Setya Novanto mengaku dirinya menyesal atas perbuatannya hingga menjadi terdakwa kasus korupsi e-KTP. Jabatannya sebagai Ketua DPR saat itu, kata dia, telah dimanfaatkan para pengusaha untuk memperkaya diri.
Baca: Setya Novanto Menyesal, tapi Tak Mengaku Terlibat Kasus E-KTP
“Itu semua kesalahan saya karena saya lengah, padahal tujuan saya sebagai ketua fraksi hanya mendukung program pemerintah,” kata Setya.
Setya Novanto mengajukan diri sebagai justice collaborator sejak Januari 2018. Ia mengaku akan membuka pihak-pihak lain yang terlibat dalam megakorupsi e-KTP. Namun KPK mengindikasikan menolak memberikan status JC karena mantan ketua DPR itu tak juga mengakui perbuatannya.
Majelis hakim pun sempat mengancam akan menolak pengajuan justice collabolator Setya Novanto. Hakim mengatakan, di persidangan Setya memang kerap membuka peran orang-orang yang terlibat di korupsi e-KTP, sedangkan ketika ditanya tentang peran dirinya, Setya selalu membantah.
Baca: PDIP: Setya Novanto Sebut Banyak Nama Demi Justice Collaborator
Menurut hakim, Setya lebih berperan layaknya whistle blower ketimbang justice collaborator. Sebab Setya lebih banyak mengumbar peran orang lain sedangkan terkait adanya uang mengalir ke dirinya, ia tidak mengetahui.

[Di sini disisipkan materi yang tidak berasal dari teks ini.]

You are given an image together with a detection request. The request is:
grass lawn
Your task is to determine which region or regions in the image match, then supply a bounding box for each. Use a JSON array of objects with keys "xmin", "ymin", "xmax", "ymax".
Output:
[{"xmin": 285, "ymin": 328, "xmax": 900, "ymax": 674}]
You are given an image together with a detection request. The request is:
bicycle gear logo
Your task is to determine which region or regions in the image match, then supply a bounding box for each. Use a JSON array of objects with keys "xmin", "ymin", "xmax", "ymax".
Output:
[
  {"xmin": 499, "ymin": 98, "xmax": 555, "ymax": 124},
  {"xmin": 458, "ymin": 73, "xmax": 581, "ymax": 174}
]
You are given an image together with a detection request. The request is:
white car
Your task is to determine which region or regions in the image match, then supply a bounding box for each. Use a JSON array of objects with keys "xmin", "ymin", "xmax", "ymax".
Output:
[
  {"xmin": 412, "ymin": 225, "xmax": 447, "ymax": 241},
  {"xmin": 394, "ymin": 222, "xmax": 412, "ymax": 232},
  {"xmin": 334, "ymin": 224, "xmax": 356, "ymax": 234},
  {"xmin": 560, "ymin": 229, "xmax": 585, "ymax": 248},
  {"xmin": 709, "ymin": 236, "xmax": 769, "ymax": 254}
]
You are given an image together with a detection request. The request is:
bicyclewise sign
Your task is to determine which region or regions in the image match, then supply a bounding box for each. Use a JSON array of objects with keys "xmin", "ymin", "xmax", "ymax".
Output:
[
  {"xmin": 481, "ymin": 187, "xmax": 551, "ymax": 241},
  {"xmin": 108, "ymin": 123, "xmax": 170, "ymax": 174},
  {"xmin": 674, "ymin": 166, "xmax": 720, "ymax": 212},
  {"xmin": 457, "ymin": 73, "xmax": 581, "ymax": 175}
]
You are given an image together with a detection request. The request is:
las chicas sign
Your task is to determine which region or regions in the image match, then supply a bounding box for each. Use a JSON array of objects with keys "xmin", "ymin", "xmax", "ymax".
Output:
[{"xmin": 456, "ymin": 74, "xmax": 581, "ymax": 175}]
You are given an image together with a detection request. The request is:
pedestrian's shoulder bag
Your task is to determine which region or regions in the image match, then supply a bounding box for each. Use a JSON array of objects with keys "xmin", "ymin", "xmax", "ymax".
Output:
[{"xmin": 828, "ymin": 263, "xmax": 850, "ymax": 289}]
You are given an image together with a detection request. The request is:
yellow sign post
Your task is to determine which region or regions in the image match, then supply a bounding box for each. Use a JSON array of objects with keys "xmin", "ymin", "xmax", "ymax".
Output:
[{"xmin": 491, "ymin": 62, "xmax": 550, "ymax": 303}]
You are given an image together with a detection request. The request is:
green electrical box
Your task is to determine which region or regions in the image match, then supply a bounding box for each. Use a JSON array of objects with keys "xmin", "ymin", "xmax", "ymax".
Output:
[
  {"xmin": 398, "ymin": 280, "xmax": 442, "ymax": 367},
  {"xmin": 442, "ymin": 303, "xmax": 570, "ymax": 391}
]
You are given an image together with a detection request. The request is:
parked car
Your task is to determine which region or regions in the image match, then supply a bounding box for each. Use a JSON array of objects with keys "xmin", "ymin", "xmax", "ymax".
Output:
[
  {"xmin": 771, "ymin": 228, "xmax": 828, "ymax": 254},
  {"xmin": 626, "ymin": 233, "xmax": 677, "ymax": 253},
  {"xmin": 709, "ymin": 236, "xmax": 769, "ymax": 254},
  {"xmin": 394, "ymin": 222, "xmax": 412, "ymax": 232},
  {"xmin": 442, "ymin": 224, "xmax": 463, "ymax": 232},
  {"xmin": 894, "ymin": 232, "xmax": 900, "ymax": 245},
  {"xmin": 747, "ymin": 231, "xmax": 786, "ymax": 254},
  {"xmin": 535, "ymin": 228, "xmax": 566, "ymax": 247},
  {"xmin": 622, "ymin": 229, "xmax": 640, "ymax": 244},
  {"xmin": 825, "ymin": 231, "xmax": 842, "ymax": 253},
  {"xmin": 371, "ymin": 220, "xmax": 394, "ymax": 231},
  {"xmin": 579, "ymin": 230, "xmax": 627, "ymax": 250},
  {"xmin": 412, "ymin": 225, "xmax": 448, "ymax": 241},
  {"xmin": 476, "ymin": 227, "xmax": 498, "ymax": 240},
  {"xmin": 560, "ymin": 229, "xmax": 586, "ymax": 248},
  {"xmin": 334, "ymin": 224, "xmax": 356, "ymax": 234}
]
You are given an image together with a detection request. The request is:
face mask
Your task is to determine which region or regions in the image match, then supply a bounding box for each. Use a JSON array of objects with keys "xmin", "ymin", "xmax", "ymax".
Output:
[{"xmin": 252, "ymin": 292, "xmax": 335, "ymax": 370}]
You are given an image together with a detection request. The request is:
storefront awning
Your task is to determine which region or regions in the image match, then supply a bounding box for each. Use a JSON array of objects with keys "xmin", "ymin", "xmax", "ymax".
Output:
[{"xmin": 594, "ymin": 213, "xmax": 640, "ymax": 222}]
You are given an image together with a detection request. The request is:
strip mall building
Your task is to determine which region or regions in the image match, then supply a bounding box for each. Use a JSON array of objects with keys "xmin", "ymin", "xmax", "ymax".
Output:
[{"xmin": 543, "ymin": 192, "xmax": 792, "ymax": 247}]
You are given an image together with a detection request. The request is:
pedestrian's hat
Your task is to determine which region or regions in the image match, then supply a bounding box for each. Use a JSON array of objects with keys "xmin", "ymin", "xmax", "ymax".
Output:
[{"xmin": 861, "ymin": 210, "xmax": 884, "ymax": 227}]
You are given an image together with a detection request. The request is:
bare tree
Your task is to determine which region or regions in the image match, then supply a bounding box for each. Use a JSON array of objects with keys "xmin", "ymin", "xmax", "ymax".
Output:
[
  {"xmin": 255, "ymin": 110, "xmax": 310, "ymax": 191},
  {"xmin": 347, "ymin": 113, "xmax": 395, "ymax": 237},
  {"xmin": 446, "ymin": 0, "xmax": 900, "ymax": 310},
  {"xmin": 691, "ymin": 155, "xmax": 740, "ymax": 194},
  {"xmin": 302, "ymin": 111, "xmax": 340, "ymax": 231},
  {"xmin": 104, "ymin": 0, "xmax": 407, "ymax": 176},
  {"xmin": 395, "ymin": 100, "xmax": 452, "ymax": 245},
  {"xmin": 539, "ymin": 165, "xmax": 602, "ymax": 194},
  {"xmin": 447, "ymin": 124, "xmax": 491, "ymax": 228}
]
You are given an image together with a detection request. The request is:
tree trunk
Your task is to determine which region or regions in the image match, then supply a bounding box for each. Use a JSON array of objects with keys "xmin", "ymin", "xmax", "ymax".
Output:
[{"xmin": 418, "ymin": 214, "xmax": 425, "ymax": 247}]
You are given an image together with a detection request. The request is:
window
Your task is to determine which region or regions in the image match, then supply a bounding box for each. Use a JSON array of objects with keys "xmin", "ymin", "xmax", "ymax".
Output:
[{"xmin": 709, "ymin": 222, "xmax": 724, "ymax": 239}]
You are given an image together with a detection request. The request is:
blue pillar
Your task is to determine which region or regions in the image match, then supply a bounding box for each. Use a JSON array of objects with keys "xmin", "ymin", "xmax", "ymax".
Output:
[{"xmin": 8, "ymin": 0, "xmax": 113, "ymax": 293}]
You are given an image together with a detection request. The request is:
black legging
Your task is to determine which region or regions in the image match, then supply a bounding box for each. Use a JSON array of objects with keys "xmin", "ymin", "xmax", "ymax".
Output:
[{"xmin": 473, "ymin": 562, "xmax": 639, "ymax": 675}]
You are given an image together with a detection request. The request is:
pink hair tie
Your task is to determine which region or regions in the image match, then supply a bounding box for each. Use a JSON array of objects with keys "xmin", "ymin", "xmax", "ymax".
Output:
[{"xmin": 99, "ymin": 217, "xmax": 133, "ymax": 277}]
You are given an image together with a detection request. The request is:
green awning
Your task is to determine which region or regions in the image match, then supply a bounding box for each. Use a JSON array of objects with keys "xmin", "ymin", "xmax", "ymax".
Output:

Kuasa Hukum Setya Novanto Maqdir Ismail mengatakan tidak ada yang ditutup-tutupi dalam keterangan yang diberikan kliennya. Maqdir mengatakan tidak mungkin Setya mengakui suatu hal yang tidak ia lakukan. "Bisa tidak ia tidak mengakui apa tidak ia lakukan? Tinggal kita mau percaya atau tidak?" ujar Maqdir.
Menurut dia, Setya Novanto sudah berusaha keras untuk membantu KPK dalam mengungkap kasus yang merugikan negara Rp 2,3 triliun ini. Tidak mudah dan beresiko tinggi, kata Maqdir, ketika menyebut pejabat-pejabat negara yang diduga menerima uang.